Increasing the segment size and reducing the amount of overlap can substantially improve performance:
In [1]: %timeit welch(x, sfreq)
1 loops, best of 3: 262 ms per loop
In [2]: %timeit welch(x, sfreq, nperseg=2048, noverlap=1024)
10 loops, best of 3: 46.4 ms per loop
In [3]: %timeit welch(x, sfreq, nperseg=2048, noverlap=0)
10 loops, best of 3: 23.2 ms per loop
Note that it's a good idea to use a power of 2 for the window size, since it's faster to take the FFT of a signal whose length is a power of 2.
Update
Another simple thing you might consider trying is just bandpass filtering your signal with a notch filter centered on 50Hz. The envelope of the filtered signal will give you a measure of how much 50Hz power your signal contains over time.
from scipy.signal import filter_design, filtfilt
# a signal whose power at 50Hz varies over time
sfreq = 128.
nsamples = 454912
time = np.arange(nsamples) / sfreq
sinusoid = np.sin(2 * np.pi * 50 * time)
pow50hz = np.zeros(nsamples)
pow50hz[nsamples / 4: 3 * nsamples / 4] = 1
x = pow50hz * sinusoid + np.random.randn(nsamples)

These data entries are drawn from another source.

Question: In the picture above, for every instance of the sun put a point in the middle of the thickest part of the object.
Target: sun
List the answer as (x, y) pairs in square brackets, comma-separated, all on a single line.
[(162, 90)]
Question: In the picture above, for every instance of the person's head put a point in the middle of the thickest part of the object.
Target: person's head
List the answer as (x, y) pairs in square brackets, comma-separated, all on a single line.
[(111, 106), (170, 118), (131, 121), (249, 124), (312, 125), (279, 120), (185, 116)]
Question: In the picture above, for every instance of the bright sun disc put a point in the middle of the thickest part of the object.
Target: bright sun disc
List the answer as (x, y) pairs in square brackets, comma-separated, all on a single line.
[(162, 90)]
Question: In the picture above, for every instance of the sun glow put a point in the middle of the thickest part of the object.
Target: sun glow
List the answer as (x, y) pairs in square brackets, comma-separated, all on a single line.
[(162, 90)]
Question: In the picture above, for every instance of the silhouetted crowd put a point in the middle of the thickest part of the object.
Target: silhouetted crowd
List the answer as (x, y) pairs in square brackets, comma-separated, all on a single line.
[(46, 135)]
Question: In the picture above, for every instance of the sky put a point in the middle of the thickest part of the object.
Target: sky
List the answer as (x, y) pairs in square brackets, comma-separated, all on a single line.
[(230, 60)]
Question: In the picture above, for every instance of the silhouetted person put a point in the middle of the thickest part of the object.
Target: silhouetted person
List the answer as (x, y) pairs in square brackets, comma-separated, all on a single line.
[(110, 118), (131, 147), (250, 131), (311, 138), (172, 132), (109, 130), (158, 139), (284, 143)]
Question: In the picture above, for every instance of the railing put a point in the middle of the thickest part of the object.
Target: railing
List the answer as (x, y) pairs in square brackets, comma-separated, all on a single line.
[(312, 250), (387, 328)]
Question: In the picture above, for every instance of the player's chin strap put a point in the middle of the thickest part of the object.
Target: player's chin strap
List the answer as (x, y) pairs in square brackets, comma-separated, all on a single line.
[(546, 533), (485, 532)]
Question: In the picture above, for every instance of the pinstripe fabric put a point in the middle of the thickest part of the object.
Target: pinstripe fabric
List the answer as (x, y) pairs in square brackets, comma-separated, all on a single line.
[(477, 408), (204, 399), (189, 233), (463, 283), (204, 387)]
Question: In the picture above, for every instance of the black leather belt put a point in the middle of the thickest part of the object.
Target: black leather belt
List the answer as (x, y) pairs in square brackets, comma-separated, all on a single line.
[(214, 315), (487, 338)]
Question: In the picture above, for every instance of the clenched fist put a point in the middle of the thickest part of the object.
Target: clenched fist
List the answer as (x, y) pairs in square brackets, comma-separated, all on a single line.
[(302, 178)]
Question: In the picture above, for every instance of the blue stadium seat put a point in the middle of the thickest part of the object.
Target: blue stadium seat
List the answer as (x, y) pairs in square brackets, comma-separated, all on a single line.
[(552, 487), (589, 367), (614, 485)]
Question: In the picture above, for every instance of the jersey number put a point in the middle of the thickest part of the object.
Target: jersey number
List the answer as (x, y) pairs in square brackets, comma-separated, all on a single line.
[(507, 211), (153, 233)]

# Chebyshev notch filter centered on 50Hz
nyquist = sfreq / 2.
b, a = filter_design.iirfilter(3, (49. / nyquist, 51. / nyquist), rs=10,
ftype='cheby2')
# filter the signal
xfilt = filtfilt(b, a, x)
fig, ax2 = plt.subplots(1, 1)
ax2.hold(True)
ax2.plot(time[::10], x[::10], label='Raw signal')
ax2.plot(time[::10], xfilt[::10], label='50Hz bandpass-filtered')
ax2.set_xlim(time[0], time[-1])
ax2.set_xlabel('Time')
ax2.legend(fancybox=True)

Update 2
Having seen @hotpaw2's answer I decided to try implementing the Goertzel algorithm, just for fun. Unfortunately it's a recursive algorithm (and therefore can't be vectorized over time), so I decided to write myself a Cython version:
# cython: boundscheck=False
# cython: wraparound=False
# cython: cdivision=True
from libc.math cimport cos, M_PI
cpdef double goertzel(double[:] x, double ft, double fs=1.):
"""
The Goertzel algorithm is an efficient method for evaluating single terms
in the Discrete Fourier Transform (DFT) of a signal. It is particularly
useful for measuring the power of individual tones.
Arguments
----------
x double array [nt,]; the signal to be decomposed
ft double scalar; the target frequency at which to evaluate the DFT
fs double scalar; the sample rate of x (same units as ft, default=1)
Returns
----------
p double scalar; the DFT coefficient corresponding to ft
See: <http://en.wikipedia.org/wiki/Goertzel_algorithm>
"""
cdef:
double s
double s_prev = 0
double s_prev2 = 0
double coeff = 2 * cos(2 * M_PI * (ft / fs))
Py_ssize_t N = x.shape[0]
Py_ssize_t ii
for ii in range(N):
s = x[ii] + (coeff * s_prev) - s_prev2
s_prev2 = s_prev
s_prev = s
return s_prev2 * s_prev2 + s_prev * s_prev - coeff * s_prev * s_prev2
Here's what it does:
freqs = np.linspace(49, 51, 1000)
pows = np.array([goertzel(x, ff, sfreq) for ff in freqs])
fig, ax = plt.subplots(1, 1)
ax.plot(freqs, pows, label='DFT coefficients')
ax.set_xlabel('Frequency (Hz)')
ax.legend(loc=1)

It is pretty damn fast:
In [1]: %timeit goertzel(x, 50, sfreq)
1000 loops, best of 3: 1.98 ms per loop
Obviously this approach only makes sense if you're just interested in a single frequency rather than a range of frequencies.